住宅ローン利息計算ツールは、住宅ローンの返済が終わるまでに支払う利息の総額を試算するためのツールです。毎月の返済額は目先のコストを示すものですが、「総支払利息」こそが、お金を借りることの本当の長期コストを映し出します。長期の固定金利ローンでは、利息が当初の借入額に匹敵する、あるいはそれを上回るケースも珍しくありません。だからこそ総利息を把握しておくことで、複数のローンを比較したり、借り換え(リファイナンス)の判断材料にしたり、繰り上げ返済をするかどうかを検討したりするのに役立ちます。

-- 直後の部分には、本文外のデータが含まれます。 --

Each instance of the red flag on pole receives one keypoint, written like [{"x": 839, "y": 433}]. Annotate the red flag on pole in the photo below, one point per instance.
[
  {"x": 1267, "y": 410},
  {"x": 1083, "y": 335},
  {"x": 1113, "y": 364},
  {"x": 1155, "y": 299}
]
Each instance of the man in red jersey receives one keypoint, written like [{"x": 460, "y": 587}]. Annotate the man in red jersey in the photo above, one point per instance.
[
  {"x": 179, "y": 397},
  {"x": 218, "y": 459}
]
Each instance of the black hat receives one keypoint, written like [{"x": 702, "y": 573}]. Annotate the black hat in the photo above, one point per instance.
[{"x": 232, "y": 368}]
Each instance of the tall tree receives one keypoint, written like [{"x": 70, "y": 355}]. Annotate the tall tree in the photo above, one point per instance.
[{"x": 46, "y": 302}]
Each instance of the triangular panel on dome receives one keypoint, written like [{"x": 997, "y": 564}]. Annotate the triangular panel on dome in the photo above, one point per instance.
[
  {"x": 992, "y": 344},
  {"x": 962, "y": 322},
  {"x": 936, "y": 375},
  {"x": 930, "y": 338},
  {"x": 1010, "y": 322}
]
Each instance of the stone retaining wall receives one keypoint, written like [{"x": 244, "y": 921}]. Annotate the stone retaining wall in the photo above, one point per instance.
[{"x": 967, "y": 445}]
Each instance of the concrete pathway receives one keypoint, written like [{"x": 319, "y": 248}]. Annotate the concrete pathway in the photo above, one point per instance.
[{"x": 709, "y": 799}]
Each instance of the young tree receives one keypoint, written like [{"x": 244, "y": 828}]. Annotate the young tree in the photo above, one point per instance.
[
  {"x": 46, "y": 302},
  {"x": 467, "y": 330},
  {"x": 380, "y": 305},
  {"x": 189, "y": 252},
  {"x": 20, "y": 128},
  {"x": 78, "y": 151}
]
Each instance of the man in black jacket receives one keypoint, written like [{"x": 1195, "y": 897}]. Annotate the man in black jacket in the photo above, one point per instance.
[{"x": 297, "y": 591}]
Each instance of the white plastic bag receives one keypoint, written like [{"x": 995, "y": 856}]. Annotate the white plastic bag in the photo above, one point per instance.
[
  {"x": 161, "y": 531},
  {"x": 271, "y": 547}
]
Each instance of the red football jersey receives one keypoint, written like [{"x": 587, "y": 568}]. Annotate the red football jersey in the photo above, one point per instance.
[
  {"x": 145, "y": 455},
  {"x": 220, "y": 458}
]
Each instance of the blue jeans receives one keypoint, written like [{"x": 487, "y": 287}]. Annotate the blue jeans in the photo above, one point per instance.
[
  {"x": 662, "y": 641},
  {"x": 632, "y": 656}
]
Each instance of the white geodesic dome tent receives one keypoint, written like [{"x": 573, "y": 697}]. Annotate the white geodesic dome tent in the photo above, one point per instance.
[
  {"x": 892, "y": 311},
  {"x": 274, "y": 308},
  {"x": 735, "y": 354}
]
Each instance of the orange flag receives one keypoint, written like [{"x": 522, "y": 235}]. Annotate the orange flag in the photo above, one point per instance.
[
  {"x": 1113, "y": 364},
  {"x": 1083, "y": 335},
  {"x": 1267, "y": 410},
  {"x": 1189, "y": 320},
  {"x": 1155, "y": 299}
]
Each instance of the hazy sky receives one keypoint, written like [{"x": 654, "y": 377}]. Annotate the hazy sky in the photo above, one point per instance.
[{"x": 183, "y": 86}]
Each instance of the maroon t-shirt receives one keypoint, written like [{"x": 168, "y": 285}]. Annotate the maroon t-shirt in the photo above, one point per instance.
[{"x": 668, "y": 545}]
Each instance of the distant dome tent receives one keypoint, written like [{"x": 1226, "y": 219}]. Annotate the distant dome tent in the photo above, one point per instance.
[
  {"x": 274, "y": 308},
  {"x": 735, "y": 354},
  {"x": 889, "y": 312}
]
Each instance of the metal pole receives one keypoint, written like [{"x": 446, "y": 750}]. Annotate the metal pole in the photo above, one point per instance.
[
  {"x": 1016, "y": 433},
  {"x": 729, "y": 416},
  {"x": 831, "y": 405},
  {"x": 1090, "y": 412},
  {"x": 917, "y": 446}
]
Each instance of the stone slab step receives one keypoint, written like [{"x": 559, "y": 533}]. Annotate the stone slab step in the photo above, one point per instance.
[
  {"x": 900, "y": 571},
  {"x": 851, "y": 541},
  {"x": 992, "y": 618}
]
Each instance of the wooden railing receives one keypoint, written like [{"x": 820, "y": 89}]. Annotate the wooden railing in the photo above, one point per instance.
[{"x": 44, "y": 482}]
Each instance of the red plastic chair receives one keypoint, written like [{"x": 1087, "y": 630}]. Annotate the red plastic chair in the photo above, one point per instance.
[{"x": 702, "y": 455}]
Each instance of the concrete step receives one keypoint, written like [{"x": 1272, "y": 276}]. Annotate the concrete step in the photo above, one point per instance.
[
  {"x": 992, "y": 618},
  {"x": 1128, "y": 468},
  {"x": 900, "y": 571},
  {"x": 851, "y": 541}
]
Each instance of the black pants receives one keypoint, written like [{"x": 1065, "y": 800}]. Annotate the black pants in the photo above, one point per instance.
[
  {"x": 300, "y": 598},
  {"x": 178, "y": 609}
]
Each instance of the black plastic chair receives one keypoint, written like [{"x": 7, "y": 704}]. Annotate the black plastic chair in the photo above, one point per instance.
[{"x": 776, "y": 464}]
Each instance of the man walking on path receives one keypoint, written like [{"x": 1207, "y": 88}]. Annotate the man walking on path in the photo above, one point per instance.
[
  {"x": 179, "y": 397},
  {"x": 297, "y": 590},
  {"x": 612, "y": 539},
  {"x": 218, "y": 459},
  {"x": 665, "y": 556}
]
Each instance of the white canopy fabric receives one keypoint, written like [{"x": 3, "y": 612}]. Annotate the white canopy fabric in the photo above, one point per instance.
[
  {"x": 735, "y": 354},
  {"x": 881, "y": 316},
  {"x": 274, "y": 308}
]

なお、この計算は元利均等返済を前提とした一般的な仕組みに基づいています。具体的な金利体系や返済方式は金融機関・国によって異なるため、実際の契約内容はご利用先の金融機関でご確認ください。
使い方
入力する値は3つです。借入額(実際に借りる元金)、年利(%)、そして返済期間(年数)を入力してください。ツールが年利を月利に、返済期間を月数に自動換算し、毎月の返済額と総支払利息を計算します。
計算式の解説
元利均等返済の毎月の返済額は、次の式で求められます。$$PMT = P \cdot \frac{r}{1 - (1+r)^{-n}}$$ここで \(P\) は元金(借入額)、\(r\) は月利(年利 ÷ 12 ÷ 100)、\(n\) は返済回数の合計(年数 × 12)です。総支払利息は、すべての返済額を合計し、そこから当初の借入額を差し引くだけで求められます。$$\text{総支払利息} = (PMT \times n) - P$$
計算例
例えば、30万ドルを年利6.5%・返済期間30年で借りた場合を考えてみましょう。月利は \(0.065 \div 12 \approx 0.00541667\)、返済回数 \(n = 360\) です。毎月の返済額は約1,896.20ドルとなります。総返済額は \(1{,}896.20 \times 360 \approx 682{,}633\) ドル。したがって総支払利息はおよそ382,633ドルとなり、当初の借入額を上回る計算になります。
よくある質問
税金や保険料も含まれますか?
いいえ。このツールが計算するのは元金と利息(元利)のみです。固定資産税、火災・地震保険料、住宅ローン保証(米国のPMIなど)は別途かかります。
総支払利息を減らすには?
はい、減らせます。返済期間を短くする、金利の低いローンを選ぶ、繰り上げ返済で元金を多く返すといった方法は、いずれも総支払利息の圧縮につながります。
金利が0%の場合はどうなりますか?
金利が0%なら利息は発生しません。この場合の毎月の返済額は、借入額を返済回数で割っただけのシンプルな金額になります。